Tutorial: Use the .NET Aspire dashboard with Python apps

The .NET Aspire dashboard provides a great user experience for viewing telemetry, and is available as a standalone container image that can be used with any OpenTelemetry-enabled app. In this article, you'll learn how to:

  • Start the .NET Aspire dashboard in standalone mode.
  • Use the .NET Aspire dashboard with a Python app.

Prerequisites

To complete this tutorial, you need the following:

  • Docker or Podman.
    • You can use an alternative container runtime, but the commands in this article are for Docker.
  • Python 3.9 or higher locally installed.
  • A sample application.

Sample application

This tutorial can be completed using either Flask, Django, or FastAPI. A sample application in each framework is provided to help you follow along with this tutorial. Download or clone the sample application to your local workstation.
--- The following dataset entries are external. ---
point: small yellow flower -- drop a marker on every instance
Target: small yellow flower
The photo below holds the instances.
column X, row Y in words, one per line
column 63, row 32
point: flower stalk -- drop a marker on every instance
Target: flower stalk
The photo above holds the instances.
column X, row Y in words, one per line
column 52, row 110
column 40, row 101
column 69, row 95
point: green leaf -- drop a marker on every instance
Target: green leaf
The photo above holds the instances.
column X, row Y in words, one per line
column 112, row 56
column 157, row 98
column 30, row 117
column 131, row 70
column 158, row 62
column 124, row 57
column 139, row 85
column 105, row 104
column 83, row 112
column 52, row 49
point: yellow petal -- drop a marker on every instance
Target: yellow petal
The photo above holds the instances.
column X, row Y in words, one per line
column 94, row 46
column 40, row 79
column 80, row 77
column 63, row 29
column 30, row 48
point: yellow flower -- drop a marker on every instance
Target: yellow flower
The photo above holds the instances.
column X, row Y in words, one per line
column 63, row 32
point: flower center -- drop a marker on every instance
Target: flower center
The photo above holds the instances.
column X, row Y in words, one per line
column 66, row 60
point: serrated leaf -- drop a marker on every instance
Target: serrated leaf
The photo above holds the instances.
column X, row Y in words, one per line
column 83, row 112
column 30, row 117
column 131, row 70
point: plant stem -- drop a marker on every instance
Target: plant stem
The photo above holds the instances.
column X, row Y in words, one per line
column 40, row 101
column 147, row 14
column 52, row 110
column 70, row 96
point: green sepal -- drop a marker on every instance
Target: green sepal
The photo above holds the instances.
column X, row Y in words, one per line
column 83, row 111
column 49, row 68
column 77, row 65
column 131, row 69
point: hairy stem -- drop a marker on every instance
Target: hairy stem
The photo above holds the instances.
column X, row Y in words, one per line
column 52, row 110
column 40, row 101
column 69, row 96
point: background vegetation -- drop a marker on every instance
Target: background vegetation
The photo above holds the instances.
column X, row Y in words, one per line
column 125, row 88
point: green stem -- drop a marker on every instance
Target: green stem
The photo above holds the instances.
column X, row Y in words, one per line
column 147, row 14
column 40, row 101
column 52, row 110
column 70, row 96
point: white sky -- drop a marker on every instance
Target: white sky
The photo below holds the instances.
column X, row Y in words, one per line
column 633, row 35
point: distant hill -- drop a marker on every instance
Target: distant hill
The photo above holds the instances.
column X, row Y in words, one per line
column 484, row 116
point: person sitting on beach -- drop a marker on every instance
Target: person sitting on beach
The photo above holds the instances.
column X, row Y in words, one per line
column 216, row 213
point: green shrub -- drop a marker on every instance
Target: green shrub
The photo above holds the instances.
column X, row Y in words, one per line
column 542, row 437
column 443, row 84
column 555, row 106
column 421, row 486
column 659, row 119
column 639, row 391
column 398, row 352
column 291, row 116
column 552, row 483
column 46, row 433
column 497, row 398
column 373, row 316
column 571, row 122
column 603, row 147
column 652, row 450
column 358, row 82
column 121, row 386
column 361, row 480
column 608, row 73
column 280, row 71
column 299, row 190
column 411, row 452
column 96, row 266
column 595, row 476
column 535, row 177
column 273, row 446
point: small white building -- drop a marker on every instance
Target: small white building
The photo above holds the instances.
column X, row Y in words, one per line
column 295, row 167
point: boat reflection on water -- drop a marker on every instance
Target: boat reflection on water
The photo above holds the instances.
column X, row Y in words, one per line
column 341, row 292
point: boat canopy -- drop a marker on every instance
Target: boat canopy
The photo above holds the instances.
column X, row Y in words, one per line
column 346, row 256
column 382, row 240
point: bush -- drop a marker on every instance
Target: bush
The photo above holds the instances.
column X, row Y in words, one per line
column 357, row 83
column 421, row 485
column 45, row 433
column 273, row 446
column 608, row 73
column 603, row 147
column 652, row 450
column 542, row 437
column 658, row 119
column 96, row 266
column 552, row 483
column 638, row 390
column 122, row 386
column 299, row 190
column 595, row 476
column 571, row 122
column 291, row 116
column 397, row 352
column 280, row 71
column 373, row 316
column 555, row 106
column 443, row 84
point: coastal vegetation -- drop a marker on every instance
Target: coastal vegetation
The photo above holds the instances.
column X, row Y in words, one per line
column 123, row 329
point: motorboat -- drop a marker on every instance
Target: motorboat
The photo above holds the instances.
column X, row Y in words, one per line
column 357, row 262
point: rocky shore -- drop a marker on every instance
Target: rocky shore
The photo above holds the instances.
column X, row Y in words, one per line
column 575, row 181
git clone https://github.com/Azure-Samples/msdocs-python-flask-webapp-quickstart

To run the application locally:

  1. Go to the application folder:

    cd msdocs-python-flask-webapp-quickstart
    
  2. Create a virtual environment for the app:

    py -m venv .venv
    .\.venv\Scripts\Activate.ps1
    
  3. Install the dependencies:

    pip install -r requirements.txt
    
  4. Run the app:

    flask run
    
  5. Browse to the sample application at http://localhost:5000 in a web browser.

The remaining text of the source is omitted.